Da aprendizagem da leitura guardo, porém, recordações extremamente vivas, como a da primeira frase que li em voz alta numa aula («Pela vila vai movimento desusado»), de um texto intitulado «Tourada à vara larga» (hoje decerto banido de qualquer manual escolar), num livro de capa verde que dizia nas costas «Ó Pedro, que é do Livro de Capa Verde que te deu o Avô a guardar?» e estava cheiinho de poemas, quase todos de João de Deus. Além de aos meus pais, devo, pois, à escola primária a minha escrita mais bonita — e não estou a falar de caligrafia (embora não me esqueça daquele calo azul no dedo médio por causa da caneta de tinta permanente), mas de aprender a dar música e emprestar imagens às palavras, o que se revelou de extrema utilidade quando, por ser a última da ninhada e nunca me darem tempo de antena lá em casa, fiz umas quadras que impressionaram os adultos e os levaram a conceder-me um nadinha mais de atenção. (Mal eu sabia que inaugurava então a minha carreira nas Letras.)

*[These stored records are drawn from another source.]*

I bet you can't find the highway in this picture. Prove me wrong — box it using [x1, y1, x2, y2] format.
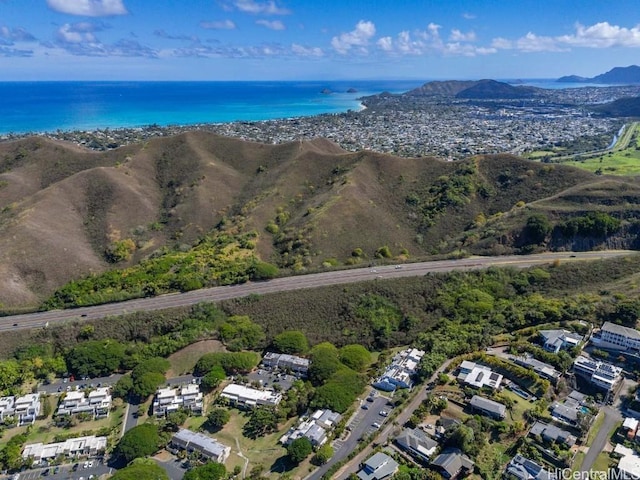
[0, 250, 636, 332]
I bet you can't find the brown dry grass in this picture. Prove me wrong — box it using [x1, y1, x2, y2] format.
[166, 340, 226, 378]
[0, 132, 640, 308]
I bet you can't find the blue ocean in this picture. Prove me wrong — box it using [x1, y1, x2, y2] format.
[0, 79, 596, 135]
[0, 81, 422, 134]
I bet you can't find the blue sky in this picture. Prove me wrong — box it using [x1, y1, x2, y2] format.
[0, 0, 640, 81]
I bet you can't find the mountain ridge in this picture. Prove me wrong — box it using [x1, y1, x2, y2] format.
[0, 132, 640, 307]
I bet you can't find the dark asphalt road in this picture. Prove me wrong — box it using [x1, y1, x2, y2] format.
[0, 251, 636, 331]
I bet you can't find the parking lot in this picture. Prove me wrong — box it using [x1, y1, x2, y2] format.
[8, 459, 111, 480]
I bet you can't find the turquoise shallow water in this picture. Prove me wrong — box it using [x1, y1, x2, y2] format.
[0, 79, 585, 134]
[0, 81, 422, 134]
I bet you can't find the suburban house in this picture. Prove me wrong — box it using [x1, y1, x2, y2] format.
[373, 348, 425, 392]
[358, 452, 399, 480]
[57, 387, 111, 418]
[280, 410, 342, 448]
[22, 435, 107, 464]
[13, 393, 40, 426]
[170, 428, 231, 463]
[538, 330, 583, 353]
[431, 448, 475, 479]
[153, 383, 204, 417]
[469, 395, 507, 420]
[395, 428, 438, 464]
[551, 390, 589, 427]
[505, 454, 555, 480]
[262, 352, 309, 376]
[592, 322, 640, 350]
[529, 422, 577, 447]
[622, 417, 640, 440]
[611, 444, 640, 480]
[512, 355, 561, 383]
[457, 360, 502, 390]
[573, 355, 622, 392]
[220, 383, 282, 408]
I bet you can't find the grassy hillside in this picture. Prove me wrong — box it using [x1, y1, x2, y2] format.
[0, 132, 640, 308]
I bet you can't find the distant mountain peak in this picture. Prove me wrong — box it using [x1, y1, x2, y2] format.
[556, 65, 640, 85]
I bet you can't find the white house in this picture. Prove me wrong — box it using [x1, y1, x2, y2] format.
[220, 383, 282, 407]
[457, 360, 503, 390]
[280, 410, 342, 447]
[153, 383, 204, 417]
[373, 348, 425, 392]
[22, 435, 107, 464]
[57, 387, 112, 418]
[594, 322, 640, 350]
[171, 428, 231, 463]
[573, 355, 622, 391]
[14, 393, 40, 425]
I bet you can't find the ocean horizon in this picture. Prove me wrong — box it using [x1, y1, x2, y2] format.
[0, 79, 608, 135]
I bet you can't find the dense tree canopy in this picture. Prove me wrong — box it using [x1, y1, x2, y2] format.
[338, 344, 371, 372]
[111, 460, 170, 480]
[273, 330, 309, 355]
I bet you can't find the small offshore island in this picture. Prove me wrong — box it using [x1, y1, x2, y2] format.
[0, 80, 640, 160]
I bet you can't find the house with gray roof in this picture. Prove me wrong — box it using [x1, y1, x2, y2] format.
[505, 454, 556, 480]
[469, 395, 507, 419]
[529, 422, 577, 447]
[592, 322, 640, 350]
[538, 330, 583, 353]
[358, 452, 399, 480]
[395, 428, 438, 463]
[431, 448, 475, 479]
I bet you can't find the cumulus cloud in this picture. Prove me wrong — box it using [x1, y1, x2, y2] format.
[47, 0, 128, 17]
[376, 23, 497, 57]
[449, 28, 476, 42]
[200, 20, 236, 30]
[0, 25, 36, 44]
[256, 20, 285, 30]
[153, 29, 197, 41]
[492, 22, 640, 52]
[231, 0, 291, 15]
[291, 43, 324, 57]
[331, 20, 376, 55]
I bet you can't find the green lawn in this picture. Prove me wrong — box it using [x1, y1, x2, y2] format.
[212, 410, 297, 478]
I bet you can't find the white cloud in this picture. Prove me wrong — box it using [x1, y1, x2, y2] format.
[291, 43, 324, 57]
[449, 28, 476, 42]
[492, 22, 640, 52]
[47, 0, 128, 17]
[57, 23, 96, 43]
[233, 0, 291, 15]
[331, 20, 376, 55]
[256, 20, 285, 30]
[557, 22, 640, 48]
[200, 20, 236, 30]
[376, 23, 497, 57]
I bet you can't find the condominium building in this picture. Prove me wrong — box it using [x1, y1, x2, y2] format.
[220, 383, 282, 407]
[22, 435, 107, 464]
[170, 428, 231, 463]
[595, 322, 640, 350]
[153, 383, 204, 417]
[573, 355, 622, 392]
[262, 352, 309, 376]
[57, 387, 112, 418]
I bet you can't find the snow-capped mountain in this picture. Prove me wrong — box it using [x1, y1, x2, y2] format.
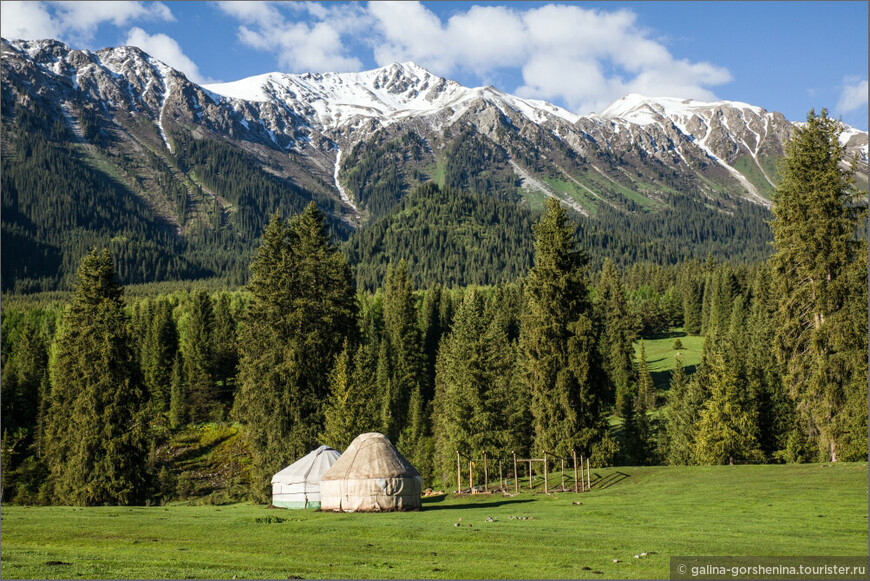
[204, 62, 579, 129]
[2, 40, 867, 231]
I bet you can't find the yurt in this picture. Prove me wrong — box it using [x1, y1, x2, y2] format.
[320, 432, 421, 512]
[272, 446, 341, 508]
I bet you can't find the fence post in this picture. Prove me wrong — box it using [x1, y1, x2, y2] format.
[498, 458, 504, 493]
[456, 450, 462, 494]
[571, 450, 578, 492]
[586, 458, 592, 490]
[544, 452, 550, 494]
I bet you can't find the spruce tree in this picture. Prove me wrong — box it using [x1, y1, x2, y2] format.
[384, 260, 426, 441]
[637, 339, 656, 410]
[44, 250, 147, 505]
[663, 354, 703, 465]
[433, 288, 528, 483]
[597, 258, 636, 413]
[182, 290, 217, 422]
[771, 110, 867, 461]
[320, 342, 378, 450]
[420, 284, 445, 402]
[213, 293, 239, 403]
[746, 263, 800, 460]
[169, 351, 187, 428]
[694, 348, 762, 465]
[234, 203, 357, 501]
[521, 199, 613, 464]
[0, 320, 48, 434]
[142, 298, 178, 412]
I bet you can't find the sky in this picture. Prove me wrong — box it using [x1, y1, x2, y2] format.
[0, 1, 868, 131]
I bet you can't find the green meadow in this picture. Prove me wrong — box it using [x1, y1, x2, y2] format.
[634, 329, 704, 395]
[0, 463, 868, 579]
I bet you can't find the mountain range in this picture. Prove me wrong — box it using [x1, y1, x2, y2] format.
[2, 39, 868, 291]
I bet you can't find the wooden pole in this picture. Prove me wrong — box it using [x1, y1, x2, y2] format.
[571, 450, 579, 492]
[498, 460, 504, 492]
[456, 450, 462, 494]
[586, 458, 592, 490]
[544, 452, 550, 494]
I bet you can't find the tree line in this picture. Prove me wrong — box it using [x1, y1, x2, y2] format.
[0, 112, 867, 505]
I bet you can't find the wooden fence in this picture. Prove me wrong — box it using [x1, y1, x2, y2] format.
[456, 450, 592, 494]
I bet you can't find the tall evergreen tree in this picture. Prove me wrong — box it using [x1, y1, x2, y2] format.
[142, 299, 178, 412]
[745, 263, 800, 460]
[433, 288, 528, 483]
[420, 284, 446, 402]
[694, 347, 762, 465]
[384, 260, 426, 441]
[521, 199, 613, 464]
[169, 351, 187, 428]
[597, 258, 636, 413]
[663, 354, 703, 465]
[0, 320, 48, 434]
[235, 203, 357, 501]
[771, 110, 867, 461]
[213, 293, 239, 403]
[45, 250, 147, 505]
[637, 339, 656, 410]
[320, 342, 378, 450]
[182, 290, 217, 422]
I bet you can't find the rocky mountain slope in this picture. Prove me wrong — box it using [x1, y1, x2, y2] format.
[2, 39, 867, 288]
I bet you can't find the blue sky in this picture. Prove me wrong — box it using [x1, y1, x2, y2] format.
[0, 2, 868, 130]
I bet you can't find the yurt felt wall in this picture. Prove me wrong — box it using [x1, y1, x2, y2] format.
[320, 432, 422, 512]
[272, 446, 341, 508]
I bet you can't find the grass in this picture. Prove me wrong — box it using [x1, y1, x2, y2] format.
[2, 463, 868, 579]
[634, 329, 704, 390]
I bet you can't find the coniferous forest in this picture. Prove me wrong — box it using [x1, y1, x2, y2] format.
[0, 112, 868, 505]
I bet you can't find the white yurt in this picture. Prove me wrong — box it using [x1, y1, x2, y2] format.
[272, 446, 341, 508]
[320, 432, 421, 512]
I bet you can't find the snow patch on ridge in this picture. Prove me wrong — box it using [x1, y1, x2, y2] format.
[332, 149, 359, 212]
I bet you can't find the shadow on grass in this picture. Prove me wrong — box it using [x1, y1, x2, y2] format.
[592, 470, 631, 490]
[423, 498, 534, 510]
[650, 365, 698, 389]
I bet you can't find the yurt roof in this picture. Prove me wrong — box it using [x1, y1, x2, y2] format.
[321, 432, 420, 480]
[272, 446, 341, 484]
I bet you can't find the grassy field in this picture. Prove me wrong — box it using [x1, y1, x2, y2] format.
[0, 463, 868, 579]
[634, 329, 704, 395]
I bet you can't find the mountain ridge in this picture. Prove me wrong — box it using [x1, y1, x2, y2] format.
[2, 39, 867, 284]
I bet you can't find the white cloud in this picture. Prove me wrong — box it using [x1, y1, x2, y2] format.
[0, 2, 61, 40]
[218, 2, 731, 113]
[126, 27, 214, 84]
[368, 2, 731, 113]
[837, 77, 868, 113]
[0, 1, 175, 45]
[218, 2, 365, 72]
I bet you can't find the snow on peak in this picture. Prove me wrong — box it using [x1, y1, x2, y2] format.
[595, 93, 766, 125]
[203, 61, 579, 128]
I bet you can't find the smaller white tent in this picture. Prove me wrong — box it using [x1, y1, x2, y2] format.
[272, 446, 341, 508]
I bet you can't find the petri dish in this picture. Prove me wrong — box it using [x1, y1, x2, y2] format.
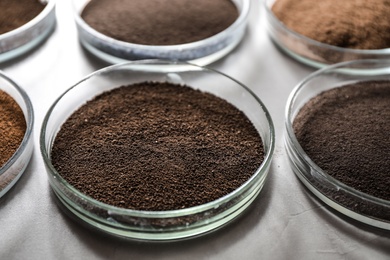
[0, 71, 34, 197]
[40, 60, 275, 241]
[0, 0, 56, 62]
[285, 60, 390, 230]
[73, 0, 250, 65]
[264, 0, 390, 68]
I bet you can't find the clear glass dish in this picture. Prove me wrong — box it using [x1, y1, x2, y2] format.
[285, 60, 390, 230]
[73, 0, 250, 65]
[0, 71, 34, 197]
[264, 0, 390, 68]
[0, 0, 56, 62]
[40, 61, 275, 241]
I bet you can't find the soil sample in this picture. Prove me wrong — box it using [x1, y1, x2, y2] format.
[293, 81, 390, 218]
[0, 90, 27, 191]
[0, 0, 45, 34]
[51, 82, 264, 211]
[272, 0, 390, 50]
[81, 0, 239, 45]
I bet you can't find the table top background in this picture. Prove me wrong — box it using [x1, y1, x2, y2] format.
[0, 0, 390, 260]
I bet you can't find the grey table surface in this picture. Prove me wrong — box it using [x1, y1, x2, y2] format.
[0, 0, 390, 260]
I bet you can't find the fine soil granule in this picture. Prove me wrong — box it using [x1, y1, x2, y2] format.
[272, 0, 390, 49]
[293, 81, 390, 200]
[51, 82, 264, 211]
[0, 90, 27, 168]
[81, 0, 238, 45]
[0, 0, 45, 34]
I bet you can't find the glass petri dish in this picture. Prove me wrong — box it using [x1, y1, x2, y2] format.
[0, 0, 56, 62]
[73, 0, 250, 65]
[40, 61, 275, 241]
[0, 71, 34, 197]
[264, 0, 390, 68]
[285, 60, 390, 230]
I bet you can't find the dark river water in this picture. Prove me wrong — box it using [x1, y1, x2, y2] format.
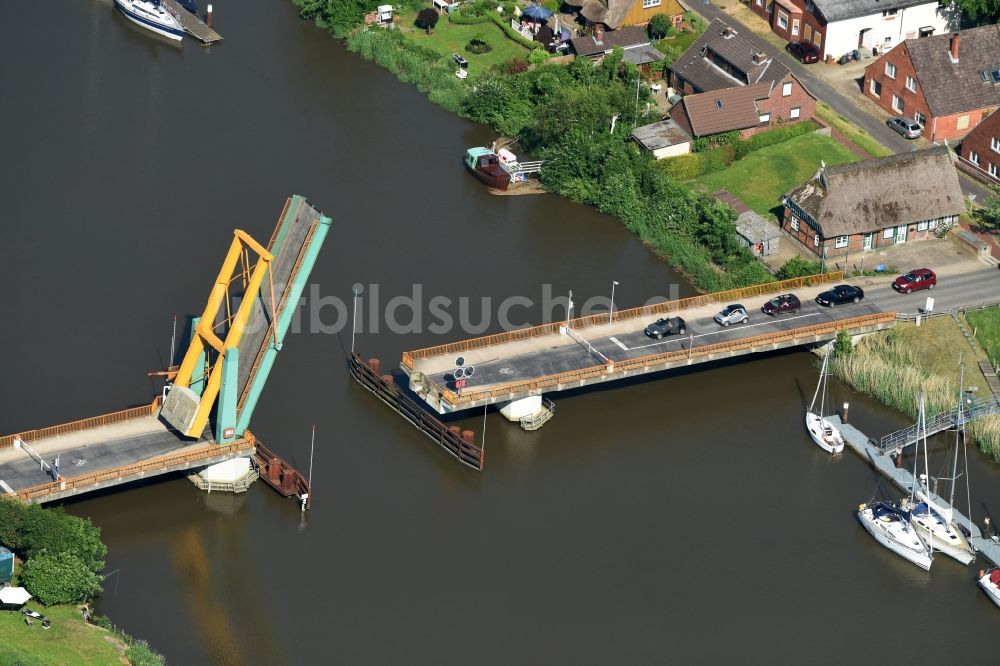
[0, 0, 1000, 664]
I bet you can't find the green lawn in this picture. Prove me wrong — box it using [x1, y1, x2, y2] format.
[0, 602, 125, 666]
[398, 12, 528, 78]
[690, 134, 858, 216]
[965, 308, 1000, 365]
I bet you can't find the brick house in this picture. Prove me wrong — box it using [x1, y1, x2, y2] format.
[864, 25, 1000, 141]
[748, 0, 957, 63]
[959, 113, 1000, 185]
[566, 0, 684, 30]
[670, 19, 816, 137]
[781, 146, 965, 257]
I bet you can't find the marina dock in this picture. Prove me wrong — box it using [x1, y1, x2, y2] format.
[160, 0, 222, 46]
[825, 416, 1000, 565]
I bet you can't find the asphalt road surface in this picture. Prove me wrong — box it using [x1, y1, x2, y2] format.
[431, 268, 1000, 390]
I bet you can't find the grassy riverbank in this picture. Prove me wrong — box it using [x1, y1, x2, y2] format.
[830, 317, 1000, 462]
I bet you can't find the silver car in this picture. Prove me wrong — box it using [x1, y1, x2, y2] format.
[715, 303, 750, 326]
[885, 116, 924, 139]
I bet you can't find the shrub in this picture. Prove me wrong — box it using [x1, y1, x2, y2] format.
[21, 553, 101, 606]
[776, 252, 820, 280]
[646, 14, 676, 39]
[465, 32, 493, 54]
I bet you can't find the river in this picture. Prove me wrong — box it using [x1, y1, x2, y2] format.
[0, 0, 1000, 664]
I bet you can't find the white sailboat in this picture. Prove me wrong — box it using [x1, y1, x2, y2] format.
[979, 569, 1000, 606]
[910, 366, 976, 564]
[806, 352, 844, 454]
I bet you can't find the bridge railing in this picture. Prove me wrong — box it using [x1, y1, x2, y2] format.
[441, 312, 896, 406]
[17, 432, 256, 501]
[0, 396, 161, 449]
[403, 271, 844, 370]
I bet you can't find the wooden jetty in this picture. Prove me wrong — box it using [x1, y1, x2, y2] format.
[824, 416, 1000, 565]
[160, 0, 222, 46]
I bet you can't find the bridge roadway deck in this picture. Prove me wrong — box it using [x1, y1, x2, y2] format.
[403, 269, 996, 413]
[0, 415, 211, 491]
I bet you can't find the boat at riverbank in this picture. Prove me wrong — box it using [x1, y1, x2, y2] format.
[115, 0, 184, 41]
[806, 353, 844, 454]
[464, 147, 542, 191]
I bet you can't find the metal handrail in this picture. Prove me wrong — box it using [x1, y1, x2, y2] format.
[441, 312, 896, 406]
[403, 271, 844, 370]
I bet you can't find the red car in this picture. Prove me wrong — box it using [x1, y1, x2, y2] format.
[760, 294, 802, 317]
[892, 268, 937, 294]
[785, 42, 819, 65]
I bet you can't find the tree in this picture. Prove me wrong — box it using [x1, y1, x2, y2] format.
[414, 7, 441, 35]
[975, 186, 1000, 229]
[21, 553, 101, 606]
[833, 328, 854, 358]
[646, 14, 674, 39]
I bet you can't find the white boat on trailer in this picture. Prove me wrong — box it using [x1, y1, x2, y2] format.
[858, 502, 934, 571]
[979, 569, 1000, 606]
[806, 352, 844, 454]
[115, 0, 184, 41]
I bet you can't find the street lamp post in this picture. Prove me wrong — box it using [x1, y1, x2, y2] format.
[608, 280, 618, 324]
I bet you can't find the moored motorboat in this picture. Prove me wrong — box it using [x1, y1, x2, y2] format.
[115, 0, 184, 41]
[806, 354, 844, 454]
[979, 569, 1000, 606]
[858, 502, 934, 570]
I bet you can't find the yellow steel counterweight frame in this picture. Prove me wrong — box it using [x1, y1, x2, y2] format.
[174, 229, 274, 437]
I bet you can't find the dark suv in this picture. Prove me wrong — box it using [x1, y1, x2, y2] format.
[892, 268, 937, 294]
[760, 294, 802, 317]
[646, 317, 687, 340]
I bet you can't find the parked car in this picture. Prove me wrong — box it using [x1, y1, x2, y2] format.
[785, 42, 819, 64]
[760, 294, 802, 317]
[892, 268, 937, 294]
[816, 284, 865, 308]
[715, 303, 750, 326]
[885, 116, 924, 139]
[646, 317, 687, 340]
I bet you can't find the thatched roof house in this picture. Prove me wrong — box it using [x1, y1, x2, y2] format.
[782, 146, 965, 254]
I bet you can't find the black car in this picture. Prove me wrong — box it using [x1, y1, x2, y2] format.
[646, 317, 687, 340]
[816, 284, 865, 308]
[785, 42, 819, 64]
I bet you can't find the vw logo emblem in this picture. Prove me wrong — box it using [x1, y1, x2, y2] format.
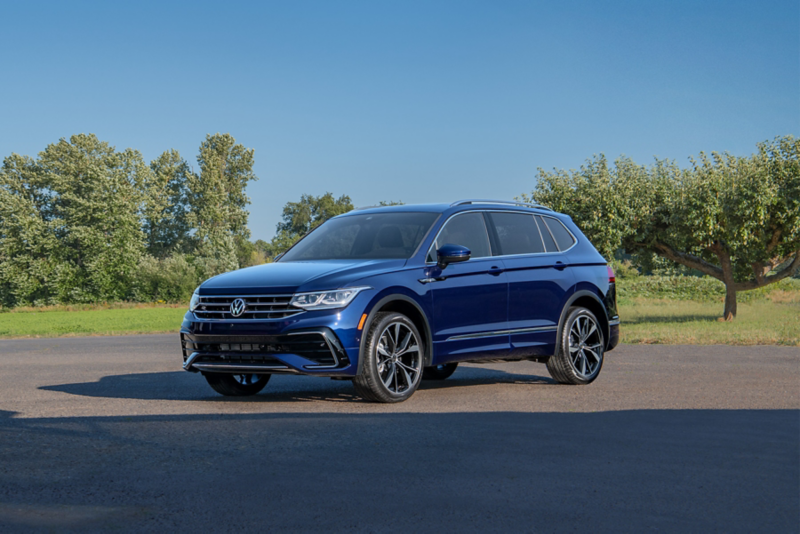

Hoje contam-me que a poesia é um bicho-de-sete-cabeças para qualquer estudante, mesmo no Ensino Secundário. Recentemente, aceitei o convite de um professor dos arredores de Lisboa para ir explicar aos seus alunos do 11.º ano que a poesia não é nenhum papão. Tentei, juro. Comecei por mostrar-lhes como se podia dizer uma coisa banalíssima com a máxima beleza; mas, vendo-os sem reacção, avancei com o golpe baixo de que um poema até pode servir para seduzir ou, em caso de tampa, lamber feridas, dando vários exemplos disso, sempre com o extremo cuidado de evitar a palavra «seios», que habitualmente dá azo a risinhos. A seguir, passei-lhes a bola: que perguntassem o que lhes apetecesse. Pois só quiseram saber quanto se ganhava com a poesia, se o trabalho que se tinha a encontrar rimas era minimamente compensador e porque não passava eu a escrever em inglês, podendo assim vender livros em todo o mundo e receber mais dinheiro. Adeus, futuro.